NestJS Dev Guidelines

A complete set of production-grade NestJS and Nest-style Node.js backend standards. Apply these rules whenever working on a codebase that already uses NestJS concepts such as modules, controllers, providers/services, DTOs, pipes, and guards, or when the task is explicitly about designing those patterns. Think like a senior backend engineer: consistency over cleverness, explicit over implicit, boundaries over shortcuts.

How to use this skill

Before writing or reviewing code, scan references/00-execution-discipline.md and the Non-Negotiables below.
For file placement, module boundaries, or refactor decisions, use the Decision Trees.
For deep detail on a topic, open the matching references/NN-<topic>.md file. Each is self-contained: TL;DR, rules, good/bad examples, anti-patterns, and a review checklist.
When reviewing a PR, run through references/29-code-review-checklist.md + the topic references relevant to the diff.

Scope and precedence

Use this section when the repo is "backend TypeScript" but not obviously a standard NestJS app.

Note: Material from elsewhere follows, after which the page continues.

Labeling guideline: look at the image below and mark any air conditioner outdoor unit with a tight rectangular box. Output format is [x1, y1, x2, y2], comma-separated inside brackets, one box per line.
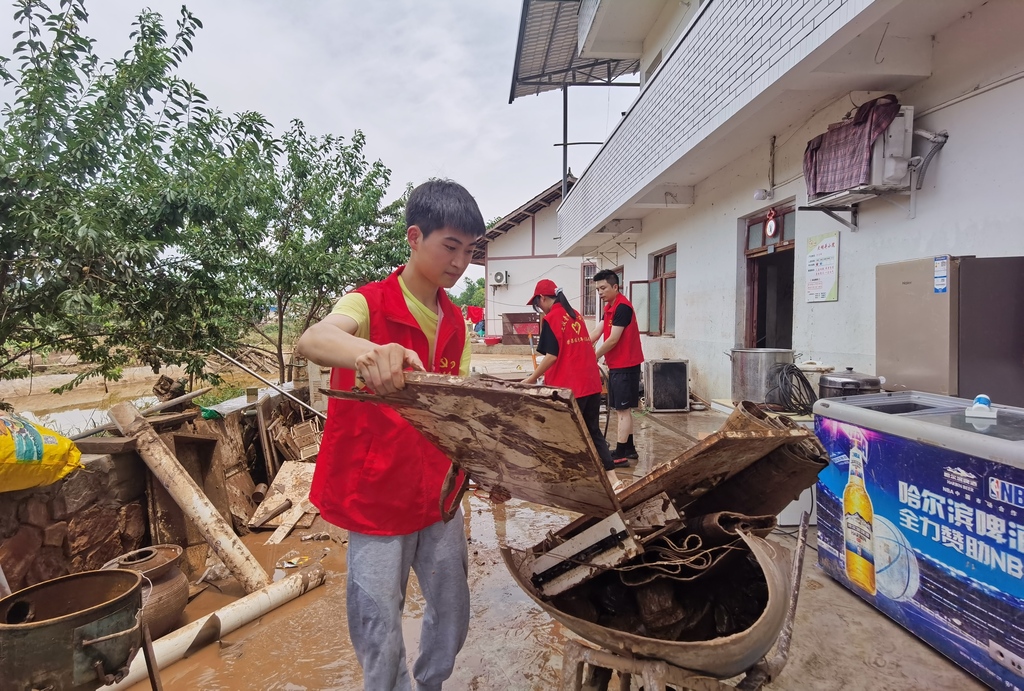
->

NestJS-first scope. Apply this skill directly when the repo already uses NestJS primitives (@Module, controllers, providers/services, guards, pipes, DTOs) or when the user is asking you to design a NestJS solution.
Plain Node backends are partial-match only. If the repo is plain Express/Fastify/Hono/Koa without NestJS primitives, use only the cross-cutting guidance here (validation, contracts, authz, DB design, testing, observability). Do not force Nest-specific APIs, decorators, or folder structure onto that codebase.
Protect outcomes first, tooling second. The non-negotiables below are invariants first and implementation defaults second. Centralized input validation, stable response contracts, structured redacted logging, ownership checks, and test coverage matter more than the exact library used to achieve them.
Follow equivalent-safe repo conventions. If the repo already uses a different but healthy mechanism that preserves the same safety/property boundary (for example Zod instead of class-validator, or a repo-standard structured logger instead of nestjs-pino), follow the repo rather than rewriting it mid-task.
Escalate harmful conflicts. If the existing pattern weakens security, correctness, data integrity, or a stable contract, call it out explicitly and ask before normalizing or widening that pattern.

Execution discipline

Apply these rules before touching NestJS-specific details. They exist to reduce the usual LLM failure modes: silent assumptions, overbuilt code, broad refactors, and unverified fixes.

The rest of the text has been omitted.